# wooden vivarium glass runner help!



## ashleighsuzanne (Jan 9, 2013)

hello I have almost finished making my wooden vivarium and after a bit of advice on the glass runners.
We have brought metal runners but not to sure weather we should take them back and get plastic ones if there any better as I read a guide that they use the pvc type runners are the metal runners ok to use and if so how do I go about fitting them to the viv as the pvc ones are glued.
thank you 
:whistling2:


----------



## Meko (Apr 29, 2007)

metal are fine to use.

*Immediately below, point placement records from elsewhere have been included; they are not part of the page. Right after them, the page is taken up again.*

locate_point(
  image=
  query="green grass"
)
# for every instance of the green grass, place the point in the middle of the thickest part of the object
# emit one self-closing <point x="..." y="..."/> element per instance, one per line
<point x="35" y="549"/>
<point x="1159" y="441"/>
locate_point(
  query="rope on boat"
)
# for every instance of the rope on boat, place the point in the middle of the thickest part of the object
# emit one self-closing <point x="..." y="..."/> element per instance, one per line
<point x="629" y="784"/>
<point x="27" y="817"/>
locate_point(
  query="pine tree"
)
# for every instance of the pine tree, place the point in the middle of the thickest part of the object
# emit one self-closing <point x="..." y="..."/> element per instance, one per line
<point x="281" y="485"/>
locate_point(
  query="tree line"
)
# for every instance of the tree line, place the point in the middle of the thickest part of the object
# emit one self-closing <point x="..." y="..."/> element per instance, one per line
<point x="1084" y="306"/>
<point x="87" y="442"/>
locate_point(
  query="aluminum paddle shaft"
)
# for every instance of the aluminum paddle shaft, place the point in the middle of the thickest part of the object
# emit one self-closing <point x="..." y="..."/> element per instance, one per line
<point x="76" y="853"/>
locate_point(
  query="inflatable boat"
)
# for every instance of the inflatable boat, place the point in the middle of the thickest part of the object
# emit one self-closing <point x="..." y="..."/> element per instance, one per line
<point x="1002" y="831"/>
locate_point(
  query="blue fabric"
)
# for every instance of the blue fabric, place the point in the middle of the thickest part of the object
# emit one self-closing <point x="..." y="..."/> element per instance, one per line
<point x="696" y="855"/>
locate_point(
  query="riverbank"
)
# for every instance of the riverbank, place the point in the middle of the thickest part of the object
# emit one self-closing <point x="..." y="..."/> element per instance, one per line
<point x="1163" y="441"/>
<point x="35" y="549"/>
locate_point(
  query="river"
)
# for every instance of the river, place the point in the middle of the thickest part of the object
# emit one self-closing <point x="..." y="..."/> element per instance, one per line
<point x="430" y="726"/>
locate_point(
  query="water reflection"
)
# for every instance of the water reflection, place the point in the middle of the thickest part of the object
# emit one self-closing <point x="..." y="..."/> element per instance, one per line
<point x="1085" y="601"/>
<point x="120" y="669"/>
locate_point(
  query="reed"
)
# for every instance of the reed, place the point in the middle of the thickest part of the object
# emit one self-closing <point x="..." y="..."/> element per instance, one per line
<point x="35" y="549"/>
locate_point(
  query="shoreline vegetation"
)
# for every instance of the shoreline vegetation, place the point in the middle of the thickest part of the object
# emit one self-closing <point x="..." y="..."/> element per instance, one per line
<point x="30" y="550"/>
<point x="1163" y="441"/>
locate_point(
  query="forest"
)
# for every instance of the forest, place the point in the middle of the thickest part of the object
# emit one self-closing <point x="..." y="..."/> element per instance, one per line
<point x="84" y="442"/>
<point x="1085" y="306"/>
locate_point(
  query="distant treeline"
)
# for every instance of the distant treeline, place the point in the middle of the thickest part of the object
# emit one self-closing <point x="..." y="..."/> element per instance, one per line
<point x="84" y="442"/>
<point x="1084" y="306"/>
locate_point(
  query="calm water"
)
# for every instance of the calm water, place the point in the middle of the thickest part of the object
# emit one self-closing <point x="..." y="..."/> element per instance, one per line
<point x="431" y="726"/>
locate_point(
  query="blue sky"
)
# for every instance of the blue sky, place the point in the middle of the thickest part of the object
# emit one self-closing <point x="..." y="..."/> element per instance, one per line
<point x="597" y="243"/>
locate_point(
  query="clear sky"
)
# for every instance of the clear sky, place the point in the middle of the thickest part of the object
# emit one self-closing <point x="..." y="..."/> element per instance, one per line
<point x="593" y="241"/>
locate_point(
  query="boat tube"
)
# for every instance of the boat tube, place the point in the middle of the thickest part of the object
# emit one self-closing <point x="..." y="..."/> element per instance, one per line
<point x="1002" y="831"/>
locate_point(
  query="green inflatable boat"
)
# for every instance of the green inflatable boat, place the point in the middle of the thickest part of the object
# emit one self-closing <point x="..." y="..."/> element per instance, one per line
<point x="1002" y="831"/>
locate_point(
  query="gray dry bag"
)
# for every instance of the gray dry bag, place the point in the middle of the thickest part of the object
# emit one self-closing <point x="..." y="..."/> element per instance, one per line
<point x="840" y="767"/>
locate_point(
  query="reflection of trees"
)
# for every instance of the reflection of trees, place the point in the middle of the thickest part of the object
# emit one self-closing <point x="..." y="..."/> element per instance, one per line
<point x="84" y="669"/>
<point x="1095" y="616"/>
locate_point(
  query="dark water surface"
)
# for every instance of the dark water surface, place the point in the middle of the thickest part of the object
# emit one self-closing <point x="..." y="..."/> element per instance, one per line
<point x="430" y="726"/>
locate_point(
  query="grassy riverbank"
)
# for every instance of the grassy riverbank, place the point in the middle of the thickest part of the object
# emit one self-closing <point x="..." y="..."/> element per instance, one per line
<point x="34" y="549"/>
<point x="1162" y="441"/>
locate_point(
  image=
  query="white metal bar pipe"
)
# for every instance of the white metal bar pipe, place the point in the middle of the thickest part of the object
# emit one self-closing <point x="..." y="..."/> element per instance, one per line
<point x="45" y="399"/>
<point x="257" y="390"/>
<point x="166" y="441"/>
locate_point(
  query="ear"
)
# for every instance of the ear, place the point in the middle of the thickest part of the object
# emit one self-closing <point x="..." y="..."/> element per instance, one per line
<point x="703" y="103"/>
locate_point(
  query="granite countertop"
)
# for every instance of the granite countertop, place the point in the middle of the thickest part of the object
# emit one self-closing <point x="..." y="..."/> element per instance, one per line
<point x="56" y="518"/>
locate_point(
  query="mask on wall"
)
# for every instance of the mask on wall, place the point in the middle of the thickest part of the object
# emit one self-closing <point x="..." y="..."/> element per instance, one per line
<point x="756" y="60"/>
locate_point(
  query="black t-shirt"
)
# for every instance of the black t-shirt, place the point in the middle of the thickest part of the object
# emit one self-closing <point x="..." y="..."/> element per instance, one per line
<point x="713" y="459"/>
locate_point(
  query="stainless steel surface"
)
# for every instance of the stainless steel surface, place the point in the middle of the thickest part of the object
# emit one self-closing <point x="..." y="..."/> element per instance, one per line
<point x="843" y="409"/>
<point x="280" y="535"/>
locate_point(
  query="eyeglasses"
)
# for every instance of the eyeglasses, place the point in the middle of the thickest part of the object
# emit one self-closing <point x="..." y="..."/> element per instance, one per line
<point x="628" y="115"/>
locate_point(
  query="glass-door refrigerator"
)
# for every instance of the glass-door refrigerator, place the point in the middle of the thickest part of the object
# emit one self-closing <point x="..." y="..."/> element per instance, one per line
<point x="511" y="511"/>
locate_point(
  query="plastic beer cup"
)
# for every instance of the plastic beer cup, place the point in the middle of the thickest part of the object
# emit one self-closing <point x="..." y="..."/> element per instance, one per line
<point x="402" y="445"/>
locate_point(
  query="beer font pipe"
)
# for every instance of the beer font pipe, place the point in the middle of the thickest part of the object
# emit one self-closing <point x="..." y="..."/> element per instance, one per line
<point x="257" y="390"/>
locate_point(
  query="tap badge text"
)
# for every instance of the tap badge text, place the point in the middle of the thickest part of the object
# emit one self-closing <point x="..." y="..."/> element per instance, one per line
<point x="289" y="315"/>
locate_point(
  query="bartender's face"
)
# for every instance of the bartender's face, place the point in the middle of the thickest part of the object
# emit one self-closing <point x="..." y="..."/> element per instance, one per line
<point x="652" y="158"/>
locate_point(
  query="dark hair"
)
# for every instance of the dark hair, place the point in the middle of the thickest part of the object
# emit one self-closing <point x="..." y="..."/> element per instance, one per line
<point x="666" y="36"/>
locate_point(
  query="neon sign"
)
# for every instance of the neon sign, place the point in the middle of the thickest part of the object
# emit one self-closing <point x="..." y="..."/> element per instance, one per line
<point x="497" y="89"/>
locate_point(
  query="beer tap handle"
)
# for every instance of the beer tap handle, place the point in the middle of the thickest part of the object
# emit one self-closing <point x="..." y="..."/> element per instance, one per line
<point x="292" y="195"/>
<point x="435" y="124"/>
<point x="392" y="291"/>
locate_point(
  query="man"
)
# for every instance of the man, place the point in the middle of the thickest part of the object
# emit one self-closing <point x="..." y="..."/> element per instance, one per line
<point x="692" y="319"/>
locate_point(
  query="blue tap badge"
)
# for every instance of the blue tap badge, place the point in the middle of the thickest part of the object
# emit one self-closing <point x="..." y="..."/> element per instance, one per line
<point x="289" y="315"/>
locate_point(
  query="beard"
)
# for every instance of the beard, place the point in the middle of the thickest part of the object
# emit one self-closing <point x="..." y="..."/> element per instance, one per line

You can fit them all the same way, just stick them down and off you go


----------



## ashleighsuzanne (Jan 9, 2013)

brilliant don't suppose you no what glue I should use for this?


----------



## Meko (Apr 29, 2007)

aquarium sealant or no more nails are the most popular choice for glass runners.


----------



## ashleighsuzanne (Jan 9, 2013)

ah I forgot about no more nails  ooh both my runners are the same size on this guide I realised this morning they have one bigger and one shallow can I still use the same size runners or do they need to be one bigger and one shallow?


----------



## swede (Aug 7, 2011)

ashleighsuzanne said:


> ah I forgot about no more nails  ooh both my runners are the same size on this guide I realised this morning they have one bigger and one shallow can I still use the same size runners or do they need to be one bigger and one shallow?


You need the different sizes to be able to lift the glass in and out...


----------



## Meko (Apr 29, 2007)

you need the bigger ones on top to stop the glass from falling out. 

you can use them the same size but you need to fit them and the glass as all one 'unit' and then you won't be able to remove the glass, as it's too big to take out.


----------